I've never had a perfect body.  I've had dozens and dozens of stretch marks since I was twelve - they were angry purple stripes until almost 16.  I have a big moon face with freckles and three moles and a small jackknife scar on it.  I have winged shoulder blades and a sticky-outty rib and a farm-tan on my arms that never fades to match the fishbelly whiteness of the rest of my body.  My teeth are kind of crooked and my hair looks a lot like a drunk lion's mane.

But until I got pregnant for the first time, I never once thought of myself as ugly.

It was the water-retention that really did it to me.  The weight gain was only a little beyond the 'suggested weight gain' and I was ok with that.  But when the bloating started?  I kept no photos from my baby shower because my hideous doughy balloon-face made me cry.  And after the baby, when I had that floppy extra-belly worth of fatty skin to gaze down at every time I breastfed, I started, for the first time in my longish, nihilistic and fucked up life, to hate my body - really despise it, like it was something outside my Self.  Something I could battle, or at least resent.

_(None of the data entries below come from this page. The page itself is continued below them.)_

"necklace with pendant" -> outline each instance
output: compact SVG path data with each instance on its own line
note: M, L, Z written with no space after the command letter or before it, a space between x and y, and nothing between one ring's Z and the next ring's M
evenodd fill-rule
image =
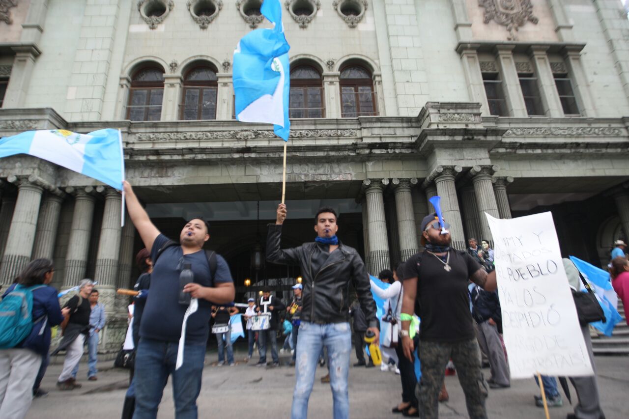
M443 264L443 271L445 271L446 272L450 272L450 271L452 270L452 267L450 265L450 252L448 252L448 257L446 258L445 262L443 262L443 260L442 260L440 257L439 257L438 256L437 256L437 255L435 255L432 252L430 252L430 250L426 250L426 252L428 252L431 255L432 255L433 256L434 256L435 257L436 257L437 260L438 260L441 263Z

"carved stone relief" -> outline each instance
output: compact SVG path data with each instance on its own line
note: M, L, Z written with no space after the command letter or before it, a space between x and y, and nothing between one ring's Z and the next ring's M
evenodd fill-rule
M199 25L199 27L201 29L207 29L208 25L218 17L218 13L223 9L223 1L222 0L188 0L186 6L188 7L190 15ZM213 8L214 11L211 13Z
M321 8L321 2L319 0L286 0L284 6L293 20L299 24L299 28L305 29ZM309 14L307 14L308 11Z
M367 0L334 0L332 6L350 28L355 28L365 16Z
M155 29L175 8L172 0L138 0L138 11L148 27Z
M484 22L493 20L507 28L508 39L516 40L518 29L526 22L537 24L538 20L533 15L531 0L479 0L479 6L484 9Z
M18 5L18 0L0 0L0 20L11 25L13 20L11 17L9 9Z

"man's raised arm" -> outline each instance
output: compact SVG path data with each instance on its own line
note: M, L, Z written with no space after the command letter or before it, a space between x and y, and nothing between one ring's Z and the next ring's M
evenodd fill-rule
M160 235L159 230L148 218L148 214L147 214L147 211L142 208L142 204L140 203L129 182L126 181L123 182L123 187L125 188L125 199L126 201L126 210L129 211L129 216L138 232L140 233L144 247L150 252L153 249L153 242Z

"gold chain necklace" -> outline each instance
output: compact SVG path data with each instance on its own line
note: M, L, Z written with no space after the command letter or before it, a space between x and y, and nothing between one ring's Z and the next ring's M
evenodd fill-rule
M450 272L450 271L452 270L452 267L450 267L450 252L449 251L448 252L448 257L445 259L445 262L443 262L443 260L442 260L440 257L439 257L438 256L437 256L437 255L435 255L434 253L433 253L430 250L426 250L426 252L428 252L431 255L432 255L433 256L434 256L435 257L436 257L437 260L438 260L441 263L443 264L443 271L445 271L446 272Z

Hating your body for no good reason is a classic BTCD.  As an umpteenth-wave proto-feminist I fought against it from my early puberty until somewhere in my late teens when I finally came to real acceptance of my own physical form.  Then I existed in a wonderful world of 'reasonably attractive and ok with that' until the aforementioned procreation.  Something about the whole process of pregnancy just left me open for all the newly-arrived Body Image harpies in my head, the constant hormonal fluctuations made me succumb to the resultant angst over and over, until it became a habit to allow those negative thoughts through.  I don't know when exactly it was that I crossed the line between self-effacing humour comments and bitter self-hating comments, but somewhere, there, me cracking wise about my imperfections became a string of small self-destroying words.  It became ok for me to make these harsh judgments about a body that was recovering from childbirth, to feel ashamed and not good enough.  To feel that my body had been broken, scarred, ruined.

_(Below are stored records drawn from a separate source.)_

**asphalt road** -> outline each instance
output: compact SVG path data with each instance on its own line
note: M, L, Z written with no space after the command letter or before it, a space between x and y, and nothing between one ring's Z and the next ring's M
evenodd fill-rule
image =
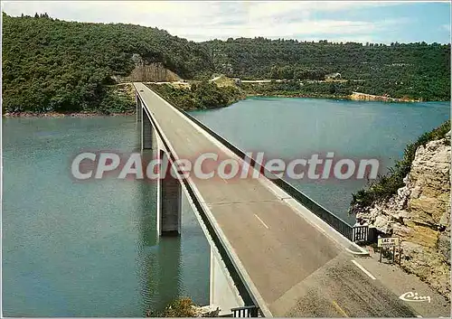
M180 158L230 158L151 89L134 85ZM259 181L193 182L273 316L416 316Z

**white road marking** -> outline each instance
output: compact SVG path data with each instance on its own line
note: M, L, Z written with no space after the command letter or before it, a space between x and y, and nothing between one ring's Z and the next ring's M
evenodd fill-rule
M367 276L369 276L372 279L373 279L373 280L377 279L377 278L375 278L375 277L373 277L373 275L372 275L372 274L371 274L369 271L367 271L367 269L366 269L366 268L364 268L363 266L361 266L360 264L358 264L358 262L357 262L356 260L352 259L352 262L353 262L353 264L355 264L355 265L356 265L356 266L357 266L357 267L358 267L361 270L363 270L363 271L364 272L364 274L366 274Z
M256 216L256 218L259 220L259 221L260 221L262 223L262 225L265 226L266 229L268 229L268 226L267 226L266 223L261 219L259 219L258 215L254 214L254 216Z

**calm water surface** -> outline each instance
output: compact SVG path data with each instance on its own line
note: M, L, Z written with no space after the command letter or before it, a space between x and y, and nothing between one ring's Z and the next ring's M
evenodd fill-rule
M383 103L318 99L253 98L192 114L243 151L269 158L379 158L381 172L400 159L407 143L449 118L450 103ZM288 180L287 180L288 181ZM352 192L365 181L289 181L350 223Z
M209 303L210 248L186 201L181 239L157 241L153 184L71 178L80 151L136 150L135 117L3 126L5 316L137 317L179 296Z
M334 151L388 166L449 112L448 103L249 99L193 115L245 151L282 158ZM180 296L209 302L209 246L186 201L181 238L157 240L153 184L71 178L82 150L137 150L134 117L3 126L5 316L142 316ZM353 222L346 211L363 182L294 184Z

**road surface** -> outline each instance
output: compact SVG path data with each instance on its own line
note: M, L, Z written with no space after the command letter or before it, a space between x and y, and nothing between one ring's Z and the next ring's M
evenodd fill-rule
M151 89L134 85L179 158L205 152L230 158ZM193 182L273 316L416 316L357 266L359 258L327 236L327 229L303 218L265 183Z

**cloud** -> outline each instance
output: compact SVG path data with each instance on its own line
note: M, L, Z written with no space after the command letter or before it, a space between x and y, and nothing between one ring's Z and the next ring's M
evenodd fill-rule
M124 23L165 29L193 41L229 37L363 39L370 41L391 21L341 18L345 12L400 5L391 2L176 2L176 1L4 1L11 15L47 12L61 20ZM328 14L328 17L319 17ZM369 39L369 40L366 40Z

Well, it hasn't been.  I know now that I was so very skewed, so very wrong.  In fact, I went back and had *another* baby.  I gained more weight this time, even.  I had another unscheduled c-section and another long slog through post-baby-belly why-me.  I still have a flabby stomach that will not win me any prizes, that I sometimes squeeze through my fingers like bread dough as if it's a costume I might be able to take off.

But I don't hate my doughy flesh.  And I don't hate *me* for wearing it.  Because I refuse to fall prey to the BTCD, not when I've already got so much on my plate, not when I have a chance to be a good example for my daughter, not when engaging in the behaviours will actually *make* me hate myself.

I am not perfect.  I am not beautiful.  I do not look the way I do in my head.  But that really doesn't matter.  Looks are, ultimately, such a small part of what makes a person loveable, no matter what the god damned media keeps trying to tell us.  I think my looks are 10% of what makes me myself, and I've decided my looks are 20% less appealing than I want them to be.  Not a huge defecit there, my 20% chunk of my 10% section.  See?  Doesn't matter.  Follow the math.  The math won't lie.